Body Dysmorphic Syndrome: What I look for
There is a small group of patients who have a condition called body dysmorphic syndrome or BDS where they have an unrealistic and usually negative concept of their appearance and seek out multiple repeated aesthetic treatments.
BDS or Body Dysmorphic Syndrome is a condition where people think about their real or perceived flaws for hours each day and have quite negative thoughts about their appearance. This causes them severe emotional distress and interferes with their functioning.
The syndrome is often present in young people and they will miss out on school, avoid social situations and isolate themselves from their family and friends because they fear that others will notice their flaws. They may even undergo unnecessary plastic surgery to correct their perceived imperfections and when they do have surgery they rarely find satisfaction with the results.
Body Dysmorphic Syndrome is a body image disorder and it is characterised by persistent intrusive preoccupations with an imagined or slight defect in the appearance.
People with Body Dysmorphic Syndrome can dislike any part of the body. They often find fault with their nose, their skin, their hair and occasionally with their eyes, particularly under eye hollowing. It most often develops in adolescents and teens and affects men and women equally. The causes are unclear but there may be biological and environmental factors that contribute to its development. There may be a genetic predisposition and there possibly is a neurobiological factor such as malfunctioning of serotonin in the brain. The person’s personality traits and life experiences contribute to the development of Body Dysmorphic Syndrome.
Body Dysmorphic Syndrome sufferers are also often compulsive and have repetitive behaviour to try and hide and improve their flaws such as checking in a mirror, excessive grooming, changing clothes excessively. People with Body Dysmorphic Syndrome often suffer from anxiety disorder such as obsessive compulsive disorder (OCD) or social anxiety disorder as well as depression and eating disorders.
My job as an oculoplastic surgeon is to be very careful when I see a younger person wanting aesthetic rejuvenating treatments or surgery around their eyes or face. In particular, the history is important.
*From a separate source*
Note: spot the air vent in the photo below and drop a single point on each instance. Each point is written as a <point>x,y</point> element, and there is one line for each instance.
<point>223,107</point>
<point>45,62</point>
I have to find out exactly what concerns them, whether they have had previous treatments and how many of those treatments they have had, and whether they have been to see lots of different doctors for different opinions. Then I have to assess them objectively to see whether their problem is likely to be a genuine periorbital eyelid face problem or a very slight defect that they are seeing more magnified because of their Body Dysmorphic Syndrome.
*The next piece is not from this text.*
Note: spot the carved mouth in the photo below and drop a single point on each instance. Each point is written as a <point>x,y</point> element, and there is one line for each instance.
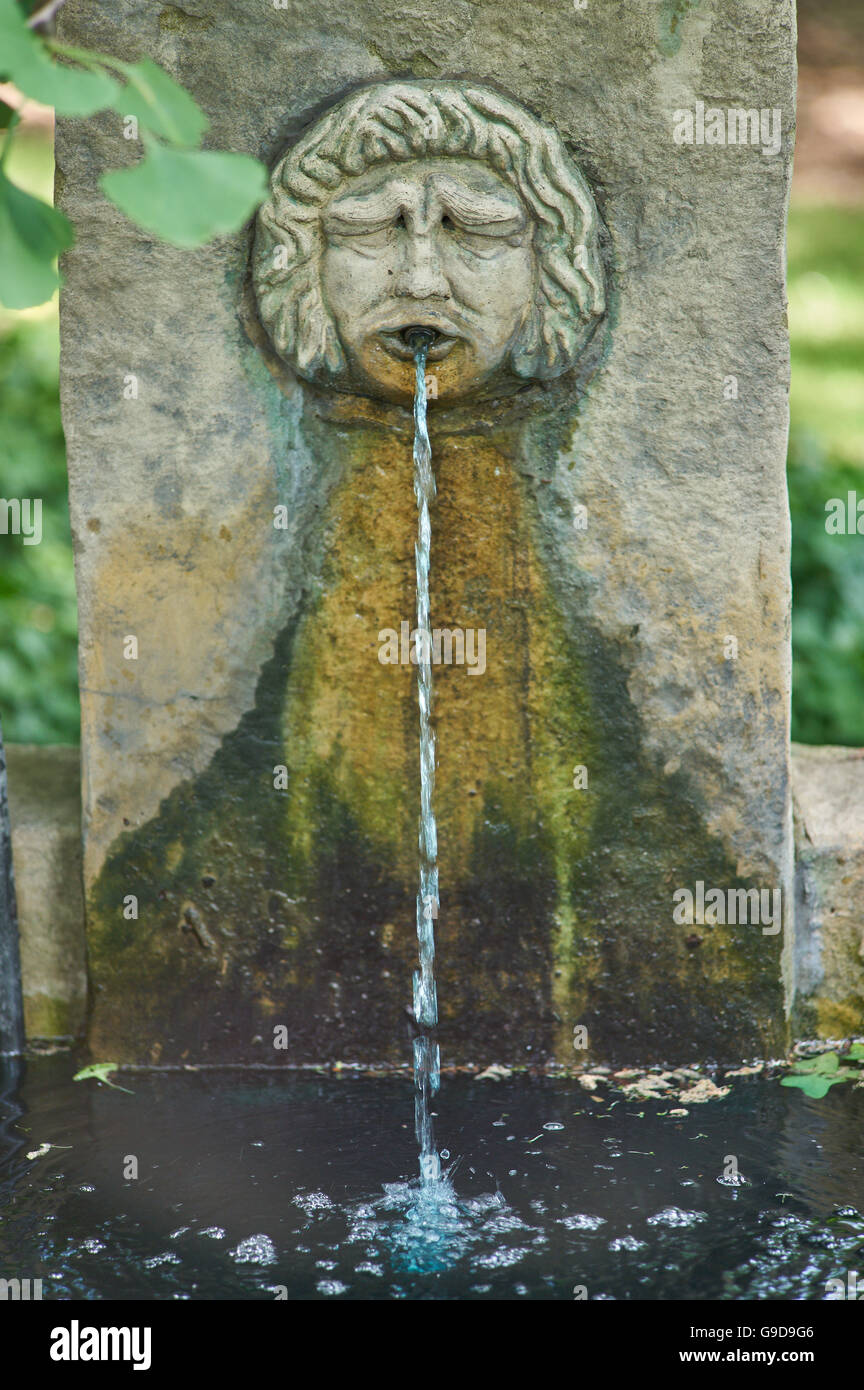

If I suspect Body Dysmorphic Syndrome, I talk to the patient’s parents with their permission if they are under age, to their GP with their permission and if I have major concerns I have to write to the GP and express those concerns. The main thing I cannot do is to do unnecessary oculoplastic surgery or treatments to correct their perceived imperfection as they will never find satisfaction with the results. They will likely be disappointed. What they really need is a combination of treatments such as cognitive behavioural therapy (CBT) or antidepressant medicines from specialist physicians who are experienced in diagnosing and treating Body Dysmorphic Syndrome.